First, January and February have been remarkably similar in terms of the outage numbers that we observed in each month. While it’s too early to make a definitive call on March, the month is trending fairly similarly to the first two months of this year.
And although I anticipate the typical “step pattern” of outages increasing month-over-month to continue in 2022, the size or cadence of the steps we’ve observed so far between January and March appear to be smaller than in previous years.
There’s also a noticeable step down in the absolute number of outages to date in 2022 when compared to prior corresponding periods. I should also note that this comparison does not include the anomalous impact of the start of mass work-from-home arrangements in March 2020. In looking at month-to-month outages, it’s clear the absolute numbers are down in 2022 and there is less variation from month to month.
And remember, this is occurring against the backdrop of growing amounts of Internet and cloud infrastructure being deployed worldwide.
The cloud infrastructure market alone brought in an extra $49 billion in the past year. Astronomical business growth is driving a huge increase in data center builds, cable lays and general infrastructure expansion. More infrastructure means more stuff we can instrument, and more moving parts means more potential points of failure or things that could go wrong. If past experience is any indicator, it would be entirely realistic to expect to see more failures occur more often.
Yet, they aren’t.
There’s a logical explanation for this, but also a potentially anomalous one, as well.
The logical explanation is that all the years of effort put into operational and infrastructure resilience is paying off. As engineers, we always design our own networks with resiliency in mind but had to rely, at some point, on other parties to carry our traffic. Resiliency between those different networks varied, and we were only ever as good as the party with the lowest resiliency or our ability to create workarounds.
Network conditions that might once have resulted in significant user-impacting incidents are mitigated well before anything particularly adverse is able to occur. Now, given the broad focus on site reliability engineering (SRE) and the addition of ‘Ops’ to just about every possible IT discipline (DevOps, SecOps, AIOps, etc.), it’s possible we’ve turned a corner on collective resiliency, such that when we (or our packets) do encounter degraded conditions, engineers are alerted. Workarounds can be quickly initiated, such that the user impact is low to negligible.
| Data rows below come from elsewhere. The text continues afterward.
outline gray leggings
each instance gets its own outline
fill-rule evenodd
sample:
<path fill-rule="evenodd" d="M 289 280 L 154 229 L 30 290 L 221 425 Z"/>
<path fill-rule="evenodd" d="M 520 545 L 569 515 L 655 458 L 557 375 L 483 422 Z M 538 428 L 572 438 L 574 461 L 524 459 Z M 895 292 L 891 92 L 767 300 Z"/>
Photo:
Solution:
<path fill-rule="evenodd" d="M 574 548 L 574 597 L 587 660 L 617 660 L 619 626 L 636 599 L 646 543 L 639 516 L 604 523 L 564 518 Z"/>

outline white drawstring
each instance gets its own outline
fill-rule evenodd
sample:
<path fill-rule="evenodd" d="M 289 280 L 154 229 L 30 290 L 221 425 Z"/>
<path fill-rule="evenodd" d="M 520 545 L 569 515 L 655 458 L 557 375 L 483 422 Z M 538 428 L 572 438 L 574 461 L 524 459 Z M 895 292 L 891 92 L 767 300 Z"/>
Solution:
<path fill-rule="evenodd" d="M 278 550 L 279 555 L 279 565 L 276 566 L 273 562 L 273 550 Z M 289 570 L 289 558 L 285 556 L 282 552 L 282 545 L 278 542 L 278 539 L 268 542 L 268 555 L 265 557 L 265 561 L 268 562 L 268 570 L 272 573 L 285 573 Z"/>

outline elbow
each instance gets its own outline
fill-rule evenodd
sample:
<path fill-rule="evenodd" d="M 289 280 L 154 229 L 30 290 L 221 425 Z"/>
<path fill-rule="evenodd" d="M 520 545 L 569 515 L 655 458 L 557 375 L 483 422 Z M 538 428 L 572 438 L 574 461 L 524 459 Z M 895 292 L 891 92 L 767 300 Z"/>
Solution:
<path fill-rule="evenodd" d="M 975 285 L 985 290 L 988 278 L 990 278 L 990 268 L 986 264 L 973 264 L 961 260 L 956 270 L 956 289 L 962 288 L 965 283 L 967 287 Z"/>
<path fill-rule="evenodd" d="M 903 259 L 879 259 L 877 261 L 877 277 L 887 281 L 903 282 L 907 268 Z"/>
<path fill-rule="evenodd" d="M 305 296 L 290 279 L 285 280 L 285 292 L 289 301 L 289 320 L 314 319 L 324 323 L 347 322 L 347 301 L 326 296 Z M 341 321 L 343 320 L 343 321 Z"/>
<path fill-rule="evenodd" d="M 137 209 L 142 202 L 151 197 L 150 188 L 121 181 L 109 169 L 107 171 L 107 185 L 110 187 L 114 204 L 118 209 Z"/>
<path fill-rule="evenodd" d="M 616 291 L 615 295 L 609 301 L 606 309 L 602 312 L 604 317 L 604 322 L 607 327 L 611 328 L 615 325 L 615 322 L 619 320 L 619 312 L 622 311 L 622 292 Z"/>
That doesn’t mean that significant outages will disappear completely. Of course, we’re witnesses to an increasing and diverse footprint when it comes to services and the associated service delivery chain, architected to provide services to a global user base. As we’ve previously discussed, a failure in a single part of that delivery chain environment can cause significant user-impacting issues. By having visibility across all the components you rely on, you can be better positioned to make changes to each one based on ambient conditions. You might change where your data is served from, how a container is accessed, or even the ISP or path to or from your equipment to avoid an outage or a catastrophic failure. The options available will depend a bit on your organization’s access to redundant capabilities, but this agility in network design is achievable.
The other explanation (for a start of the year with fairly stable outage numbers month-on-month and fewer outages overall than past years) is that 2022 is a bit of an anomaly because it started out more slowly than previous years. Whereas in past years, business activity really kicked off in earnest in February, it seemed that organizations have taken a bit longer this year to get into gear. Things are happening now—the sales kick-offs are done, the virtual events are back and there seems to be more activity generally. But this is effectively a month to six weeks later than other years.
It is possible that this is playing out in outage numbers: a muted start to the year by business has flow-on impacts. And, as the move to a more hybrid and distributed workforce expands around the globe, we might continue to see an adjustment in terms of the “typical” outage numbers, when compared to similar periods in previous years, essentially marking a shift away from what we’d determine to be traditional patterns. Time will tell.